Un día arreglé su colcha y quise acomodarlo en su cama, me di cuenta que tenía una pierna amputada y que esa era la razón de su hospitalización. Había sufrido una caída y su pierna se había engangrenado, y a pesar de ello su rostro dulce y cansado no dejaba de sonreír.
Una noche lo escuché sollozar, bajito, como reteniendo ese canto milenario ante el dolor y la soledad.

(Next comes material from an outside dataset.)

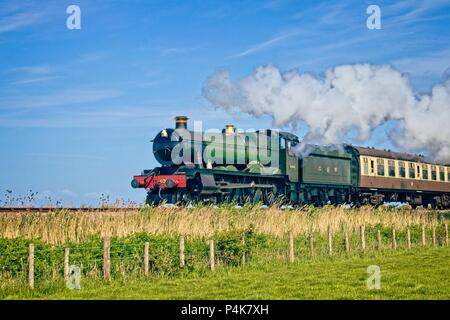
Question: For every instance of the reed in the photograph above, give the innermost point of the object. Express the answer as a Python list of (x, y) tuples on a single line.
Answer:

Cierta tarde que me acerqué para ayudarlo con la colada vespertina, me sonrió, y me ofreció una mandarina y un paquete de galletas (que le había llevado el "guagua") ¡Gracias por toda su ayuda! -me dijo mientras me sonreía y yo sonreí también.
-Me dijo que su nombre era Piedad ¿verdad?
-Señorita, usted le hace honor a su nombre.
Llegó el día tan esperado, mi padre fue dado de alta con un buen pronóstico de recuperación. Me despedí de los compañeros de habitación y sus cuidadores. Me acerqué a la cama de don Quishpe, sus ojos se humedecieron, su sonrisa era triste y agradecida, tomó mi mano y sentí la aspereza de las suyas, lo bendije con la señal de la cruz en la frente (como hago con mi padre) y él con su sonrisa me volvió a decir "Gracias" y me bendijo el alma, el corazón.
¡Que Dios lo cuide mucho, Don Quishpe!